Hemingway meint, Ronda eigne sich für ein solches Unternehmen
besonders. Ronda also hätten wir uns geleistet und wären im Hotel gleich
neben der tiefen Schlucht abgestiegen, dort wo man vom ehemaligen
Strassenräubernest in die waldige und hügelige Landschaft hinunter sieht.
Und wir hätten zum spanischen Wein diese riesengrossen und etwas groben
Plätzchen gegessen, die sie in Spanien den Stieren praktisch lebendigen
Leibes aus den Lenden schneiden. Inkognito wären wir auf Rondas
Flaniermeile Arm in Arm auf und ab gegangen, hätten auf die Welt und
ihren unglücklichen Lauf gepfiffen und stattdessen in der wunderhübschen
kleinen Arena ein paar blutig-schöne Corridas besucht.

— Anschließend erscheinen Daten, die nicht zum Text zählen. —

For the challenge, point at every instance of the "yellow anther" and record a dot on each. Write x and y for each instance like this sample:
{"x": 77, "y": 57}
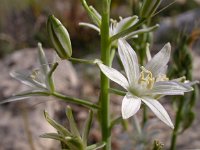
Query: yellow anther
{"x": 147, "y": 71}
{"x": 151, "y": 83}
{"x": 148, "y": 80}
{"x": 162, "y": 77}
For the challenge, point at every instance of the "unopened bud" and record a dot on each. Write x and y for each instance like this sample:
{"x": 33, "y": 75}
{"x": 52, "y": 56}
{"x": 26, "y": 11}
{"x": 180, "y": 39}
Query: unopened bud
{"x": 59, "y": 37}
{"x": 149, "y": 7}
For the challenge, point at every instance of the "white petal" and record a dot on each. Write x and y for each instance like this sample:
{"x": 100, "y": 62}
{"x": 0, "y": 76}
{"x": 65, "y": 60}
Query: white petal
{"x": 158, "y": 110}
{"x": 130, "y": 105}
{"x": 170, "y": 88}
{"x": 114, "y": 75}
{"x": 160, "y": 60}
{"x": 126, "y": 23}
{"x": 129, "y": 60}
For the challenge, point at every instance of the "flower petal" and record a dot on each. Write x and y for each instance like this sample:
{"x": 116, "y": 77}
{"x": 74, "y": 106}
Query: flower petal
{"x": 160, "y": 60}
{"x": 114, "y": 75}
{"x": 170, "y": 88}
{"x": 129, "y": 60}
{"x": 158, "y": 110}
{"x": 130, "y": 105}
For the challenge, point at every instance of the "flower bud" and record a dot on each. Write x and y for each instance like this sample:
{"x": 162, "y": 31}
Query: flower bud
{"x": 59, "y": 37}
{"x": 149, "y": 7}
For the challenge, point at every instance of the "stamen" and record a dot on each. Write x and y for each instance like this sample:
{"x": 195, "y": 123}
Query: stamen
{"x": 162, "y": 77}
{"x": 148, "y": 80}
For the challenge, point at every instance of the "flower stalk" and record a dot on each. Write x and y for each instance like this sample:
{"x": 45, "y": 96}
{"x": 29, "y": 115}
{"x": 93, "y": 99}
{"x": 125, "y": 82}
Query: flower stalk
{"x": 105, "y": 58}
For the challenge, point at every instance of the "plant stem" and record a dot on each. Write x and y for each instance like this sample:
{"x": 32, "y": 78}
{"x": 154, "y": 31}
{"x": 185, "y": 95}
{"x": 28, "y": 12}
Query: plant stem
{"x": 105, "y": 58}
{"x": 127, "y": 31}
{"x": 177, "y": 124}
{"x": 75, "y": 100}
{"x": 77, "y": 60}
{"x": 116, "y": 91}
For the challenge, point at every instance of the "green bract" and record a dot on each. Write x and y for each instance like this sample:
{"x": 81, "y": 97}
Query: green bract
{"x": 59, "y": 37}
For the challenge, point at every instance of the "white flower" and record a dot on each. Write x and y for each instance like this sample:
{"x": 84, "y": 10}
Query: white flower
{"x": 39, "y": 80}
{"x": 146, "y": 83}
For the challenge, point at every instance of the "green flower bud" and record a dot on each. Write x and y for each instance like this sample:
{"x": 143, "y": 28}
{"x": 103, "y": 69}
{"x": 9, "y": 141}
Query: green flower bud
{"x": 59, "y": 37}
{"x": 149, "y": 7}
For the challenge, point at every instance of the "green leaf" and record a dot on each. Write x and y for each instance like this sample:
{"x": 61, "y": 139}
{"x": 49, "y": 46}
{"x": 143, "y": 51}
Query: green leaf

Und zwischendurch hätte ich mit meiner schönsten Rothaarigen im
Hotelzimmer die Decken aufgewühlt und Bettgestelle flachgelegt. Ein
bisschen barock alles, zugegeben. Ungefähr so wie ein gute Flasche
Malvoisie, prickelnd, komplex und lebenslustig.
Doch, meine liebe Marlena, wie kann ich erklären, dass ich nach drei Tagen
bereits wieder zurück bin?? Der romantische Anfall berücksichtigt nur den
explosiven Entschluss, die hastige Abfahrt, den brennenden Wunsch,
wegzukommen. Doch wie kommt man wieder zurück? Reuigen Herzens?
Asche auf dem Haupt? Triste und voller Schuldgefühle? Oder einfach so,
indem man morgens wieder im Büro sitzt und die aufgelaufenen Pendenzen
angeht? Die Rückkehr ist ziemlich heikel, nicht wahr? Die Romantik denkt
nicht an Rückkehr, wenn sie denn überhaupt denkt! Sie denkt nämlich auch
nicht daran, lebenslänglich in Ronda auf und ab zu gehen. Man müsste dann
ja gelegentlich mit der nächsten der 59 zum nächsten Ort abhauen.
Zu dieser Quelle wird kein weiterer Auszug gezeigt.